The Irish Times view on the birth information Bill: the right to know

The failure for so long to vindicate adopted people’s right to such basic personal information was a cruel insult

A law to enable adopted people access their birth certs and information about their early years has been many years in the making. Activists have been demanding one for much longer. So it is good news that the Government has published draft legislation that would allow an adopted person to access a full birth certificate, baptismal cert, information about their early childhood and medical records.

The failure for so long to vindicate the right to such basic personal information was a cruel insult to adopted people. If and when the Bill passes the Oireachtas – Minister for Children Roderic O'Gorman believes it could be enacted this year – a free tracing service will be set up to help people to find their family members. That will be a landmark for tens of thousands of people.

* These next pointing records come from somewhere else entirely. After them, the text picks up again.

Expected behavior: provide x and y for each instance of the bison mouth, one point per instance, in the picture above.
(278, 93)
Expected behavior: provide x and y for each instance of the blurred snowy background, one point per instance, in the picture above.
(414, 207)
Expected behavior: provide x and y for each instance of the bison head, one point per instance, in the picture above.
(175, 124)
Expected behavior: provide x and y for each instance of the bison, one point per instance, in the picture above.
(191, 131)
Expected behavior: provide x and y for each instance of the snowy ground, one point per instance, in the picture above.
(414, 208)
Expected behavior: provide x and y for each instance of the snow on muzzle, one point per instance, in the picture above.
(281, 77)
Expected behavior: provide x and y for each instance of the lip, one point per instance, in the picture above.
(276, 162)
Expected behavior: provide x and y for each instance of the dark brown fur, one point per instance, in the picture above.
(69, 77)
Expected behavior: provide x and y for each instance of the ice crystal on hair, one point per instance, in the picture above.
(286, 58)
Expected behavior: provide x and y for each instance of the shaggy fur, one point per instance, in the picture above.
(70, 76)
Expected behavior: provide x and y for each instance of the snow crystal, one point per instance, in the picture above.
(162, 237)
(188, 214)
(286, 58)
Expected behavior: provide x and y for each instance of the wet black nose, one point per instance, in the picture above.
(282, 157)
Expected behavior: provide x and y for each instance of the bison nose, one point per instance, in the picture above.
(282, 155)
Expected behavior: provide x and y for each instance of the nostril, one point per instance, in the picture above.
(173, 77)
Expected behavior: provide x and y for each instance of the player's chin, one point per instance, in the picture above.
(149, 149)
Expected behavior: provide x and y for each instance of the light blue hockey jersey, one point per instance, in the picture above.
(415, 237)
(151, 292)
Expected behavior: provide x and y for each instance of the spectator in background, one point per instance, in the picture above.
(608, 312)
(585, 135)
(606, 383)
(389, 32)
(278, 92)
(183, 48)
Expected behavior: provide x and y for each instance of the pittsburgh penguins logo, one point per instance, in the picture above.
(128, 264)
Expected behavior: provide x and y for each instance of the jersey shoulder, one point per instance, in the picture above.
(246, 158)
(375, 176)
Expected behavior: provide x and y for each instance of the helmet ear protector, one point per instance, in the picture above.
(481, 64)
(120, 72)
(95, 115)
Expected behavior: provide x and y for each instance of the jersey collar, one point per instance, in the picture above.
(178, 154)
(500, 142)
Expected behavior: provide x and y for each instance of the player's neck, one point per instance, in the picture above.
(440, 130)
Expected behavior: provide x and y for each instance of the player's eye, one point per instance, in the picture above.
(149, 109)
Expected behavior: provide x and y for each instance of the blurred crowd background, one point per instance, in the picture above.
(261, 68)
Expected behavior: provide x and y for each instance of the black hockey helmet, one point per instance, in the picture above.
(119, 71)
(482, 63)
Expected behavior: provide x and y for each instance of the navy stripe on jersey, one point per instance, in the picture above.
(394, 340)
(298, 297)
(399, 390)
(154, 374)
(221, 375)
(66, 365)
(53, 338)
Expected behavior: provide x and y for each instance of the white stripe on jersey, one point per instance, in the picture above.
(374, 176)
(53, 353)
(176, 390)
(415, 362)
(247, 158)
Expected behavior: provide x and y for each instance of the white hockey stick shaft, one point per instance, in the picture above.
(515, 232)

While the Bill addresses some of the concerns that campaigners voiced over previous iterations, questions will rightly be raised about certain provisions. For example, in cases where the mother does not wish to be contacted, the individual seeking their birth cert will have to take part in an information session, either in person or by phone, where the mother’s wish for privacy will be explained to them. This is an improvement on previous plans, which included criminal penalties and statutory declarations, but it still smacks of infantilisation. Do people really need the concept of privacy explained to them? The Government says it is attempting to balance the adopted person’s right to know with some mothers’ right to privacy, and it is indeed important that the latter right be upheld, but the claim that without this specific provision for an information session the legislation “may”, in O’Gorman’s words, be unconstitutional, sounds like a stretch.

Having come this far, it should be possible to remedy issues such as these and to get the Bill passed. The process that will then begin will not be easy; for some it will be very painful or will leave many questions unresolved. But the least the State can do is to give people the chance to seek an answer to that most fundamental human question: who am I?